Roms : derrière le lynchage
Daniel Schneidermann - - 0 commentairesCet étrange, cet insoutenable soulagement, quand on entend enfin Valls et Hollande condamner le lynchage d'un adolescent Rom soupçonné de cambriolages
, après un silence de quelques heures. Cet absurde soulagement : évidemment, qu'ils allaient condamner. En doutait-on ? Bien sûr, qu'on en doutait. Tant de reniements déjà sur tout, et les phrases de Valls sur le mode de vie des Roms "en confrontation" avec celui des Français, leur vocation à rentrer en Roumanie : pourquoi ne basculeraient-ils pas, finalement, dans le silence complice ?
Valls et les autres, sont-ils les inspirateurs des lyncheurs de Pierrefitte ? C'est ce que le sociologue Eric Fassin est venu dire, sur le plateau du Grand journal. Un peu prématurément peut-être. Attendons les résultats de l'enquête. Mais les arguments de Fassin sont plus facilement vérifiables quand il rappelle le silence médiatique sur les violences faites aux Roms. "Lorsqu'on a un bobo qui, à République, jette des produits corrosifs sur des personnes qui dorment dans la rue. Quand il est arrêté qu'est-ce qui se passe ? Il est relaxé." Aphatie, (moue sceptique) : "Vous avez un exemple précis ?" Fassin, qui n'attendait que ça : "Ca vient de se passer, mais vous avez raison de souligner qu'on en a très peu parlé, c'est sans doute pourquoi vous n'êtes pas au courant". Précisons pour Aphatie (puisque je prends l'habitude de lui donner des conseils de lecture) que l'affaire a été révélée par Mediapart, reprise par plusieurs autres medias (dont Le Monde). Quant à la relaxe du prévenu (le caractère corrosif du produit n'a pas été démontré), elle a fait l'objet d'un article circonstancié dans Libé.

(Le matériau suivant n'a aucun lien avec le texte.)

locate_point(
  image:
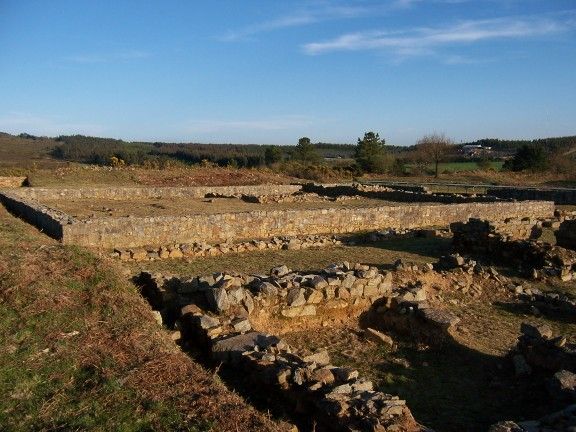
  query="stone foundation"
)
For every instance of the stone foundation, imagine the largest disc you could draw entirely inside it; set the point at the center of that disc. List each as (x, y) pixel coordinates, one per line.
(13, 182)
(566, 234)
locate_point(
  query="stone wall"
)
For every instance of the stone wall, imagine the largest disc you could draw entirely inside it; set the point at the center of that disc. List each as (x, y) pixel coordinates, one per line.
(389, 194)
(559, 196)
(536, 259)
(128, 193)
(218, 312)
(566, 234)
(133, 231)
(46, 219)
(12, 182)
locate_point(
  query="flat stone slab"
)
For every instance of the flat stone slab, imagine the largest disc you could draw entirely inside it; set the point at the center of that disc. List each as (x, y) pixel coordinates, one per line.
(232, 348)
(439, 317)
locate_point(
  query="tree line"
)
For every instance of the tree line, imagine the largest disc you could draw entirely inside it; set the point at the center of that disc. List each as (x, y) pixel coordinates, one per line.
(370, 154)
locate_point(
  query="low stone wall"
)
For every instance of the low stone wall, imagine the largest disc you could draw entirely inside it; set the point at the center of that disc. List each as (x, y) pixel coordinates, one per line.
(12, 182)
(536, 259)
(559, 196)
(566, 234)
(222, 311)
(133, 231)
(388, 194)
(129, 193)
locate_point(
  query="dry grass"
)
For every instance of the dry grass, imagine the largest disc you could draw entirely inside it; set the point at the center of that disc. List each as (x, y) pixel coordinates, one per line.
(81, 175)
(467, 383)
(382, 254)
(81, 350)
(149, 207)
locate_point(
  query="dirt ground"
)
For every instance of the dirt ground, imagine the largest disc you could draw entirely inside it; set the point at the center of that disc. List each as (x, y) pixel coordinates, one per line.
(142, 207)
(467, 383)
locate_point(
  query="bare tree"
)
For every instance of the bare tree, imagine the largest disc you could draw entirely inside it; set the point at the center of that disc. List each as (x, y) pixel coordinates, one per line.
(435, 147)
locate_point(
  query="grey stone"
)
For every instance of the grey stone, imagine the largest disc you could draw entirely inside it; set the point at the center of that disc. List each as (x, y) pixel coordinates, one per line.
(206, 321)
(241, 325)
(248, 303)
(280, 271)
(296, 297)
(313, 296)
(321, 358)
(536, 331)
(440, 317)
(218, 299)
(268, 289)
(345, 374)
(521, 367)
(379, 337)
(231, 348)
(342, 389)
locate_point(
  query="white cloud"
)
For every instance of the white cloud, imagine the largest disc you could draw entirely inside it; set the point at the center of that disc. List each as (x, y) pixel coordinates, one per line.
(419, 41)
(325, 12)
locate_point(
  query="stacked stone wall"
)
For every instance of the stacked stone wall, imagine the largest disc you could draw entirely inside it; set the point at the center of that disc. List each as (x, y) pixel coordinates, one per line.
(566, 234)
(559, 196)
(389, 194)
(134, 231)
(12, 182)
(129, 193)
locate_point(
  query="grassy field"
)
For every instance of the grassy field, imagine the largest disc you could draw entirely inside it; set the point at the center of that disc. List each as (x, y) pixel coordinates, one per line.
(80, 350)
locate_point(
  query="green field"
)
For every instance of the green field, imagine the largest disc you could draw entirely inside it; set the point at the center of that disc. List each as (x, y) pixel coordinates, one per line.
(461, 166)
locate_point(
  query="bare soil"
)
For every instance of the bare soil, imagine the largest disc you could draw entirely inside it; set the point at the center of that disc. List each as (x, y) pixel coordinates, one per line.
(81, 350)
(143, 207)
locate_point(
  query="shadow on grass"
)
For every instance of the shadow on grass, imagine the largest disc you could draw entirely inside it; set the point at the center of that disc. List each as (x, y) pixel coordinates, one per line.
(454, 388)
(451, 387)
(425, 247)
(563, 314)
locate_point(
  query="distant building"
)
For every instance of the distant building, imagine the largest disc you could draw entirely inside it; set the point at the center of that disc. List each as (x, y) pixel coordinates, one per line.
(475, 150)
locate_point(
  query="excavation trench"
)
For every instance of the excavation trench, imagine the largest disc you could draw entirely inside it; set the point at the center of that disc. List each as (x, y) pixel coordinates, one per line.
(225, 322)
(229, 323)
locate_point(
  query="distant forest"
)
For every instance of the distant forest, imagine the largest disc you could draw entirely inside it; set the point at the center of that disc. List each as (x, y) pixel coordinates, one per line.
(549, 144)
(104, 151)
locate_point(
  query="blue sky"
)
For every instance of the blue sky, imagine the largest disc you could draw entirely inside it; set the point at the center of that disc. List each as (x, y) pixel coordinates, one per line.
(271, 71)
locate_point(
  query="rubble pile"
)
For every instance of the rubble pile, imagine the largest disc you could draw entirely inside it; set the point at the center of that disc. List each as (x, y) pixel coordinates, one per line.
(536, 259)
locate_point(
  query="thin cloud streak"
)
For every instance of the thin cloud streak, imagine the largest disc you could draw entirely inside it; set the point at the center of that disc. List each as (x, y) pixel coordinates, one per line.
(423, 40)
(302, 18)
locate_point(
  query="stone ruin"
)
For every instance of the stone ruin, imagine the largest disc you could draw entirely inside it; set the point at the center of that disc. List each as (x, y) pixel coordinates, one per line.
(541, 356)
(566, 234)
(203, 249)
(226, 313)
(534, 258)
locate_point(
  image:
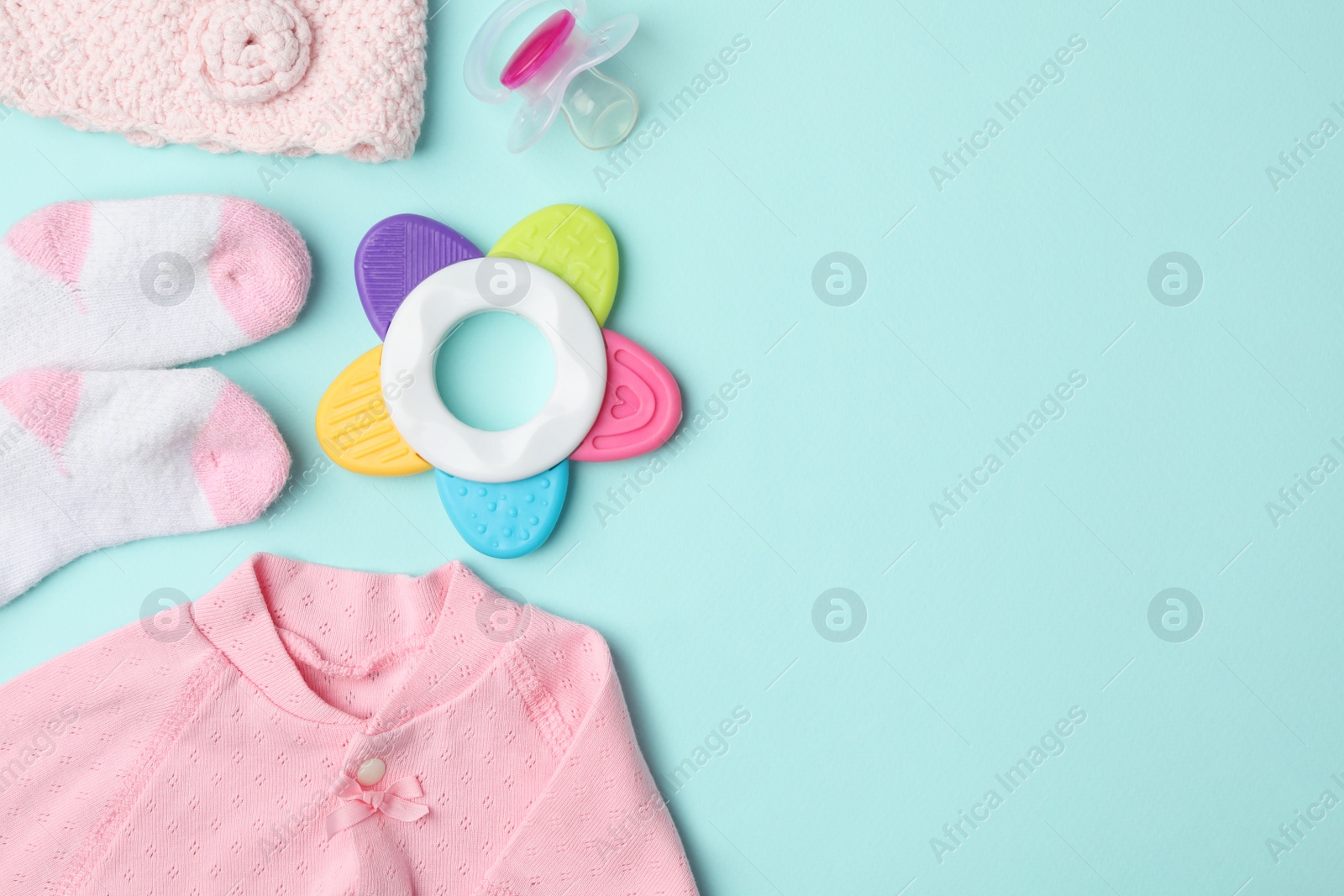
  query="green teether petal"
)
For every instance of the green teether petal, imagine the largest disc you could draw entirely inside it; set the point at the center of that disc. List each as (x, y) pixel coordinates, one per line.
(573, 244)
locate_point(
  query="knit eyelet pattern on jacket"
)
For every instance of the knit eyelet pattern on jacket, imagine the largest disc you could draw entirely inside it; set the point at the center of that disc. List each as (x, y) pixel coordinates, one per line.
(286, 76)
(212, 750)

'Est-ce qu'on a parlé dans Le Monde, dans Libération, dans Le Figaro, ou même par une dépêche de l'AFP, poursuit Fassin, du fait que Manuel Valls a été cité à comparaitre pour incitation à la hainre raciale ? Si on veut comprendre la responsabilité des responsables, il faut bien comprendre celle de ceux qui refusent d'en parler, comme s'il ne se passait rien". Vérification faite, la réalité est (un peu) plus nuancée. La plainte du MRAP contre Valls pour ses propos sur les Roms a fait l'objet d'une dépêche Reuters. La citation à comparaître qu'elle a entraînée, pour le 5 juin dernier, a été nettement moins reprise. Vous avez dit le 5 juin ? Mais Valls a-t-il donc comparu ? Non. Le Tribunal de Paris s'est accordé un délai de réflexion...jusqu'au 28 mai 2015, rebondissement qui pour sa part a été très peu repris par les medias français, plus diligents quand il s'agissait de Guéant ou de Hortefeux.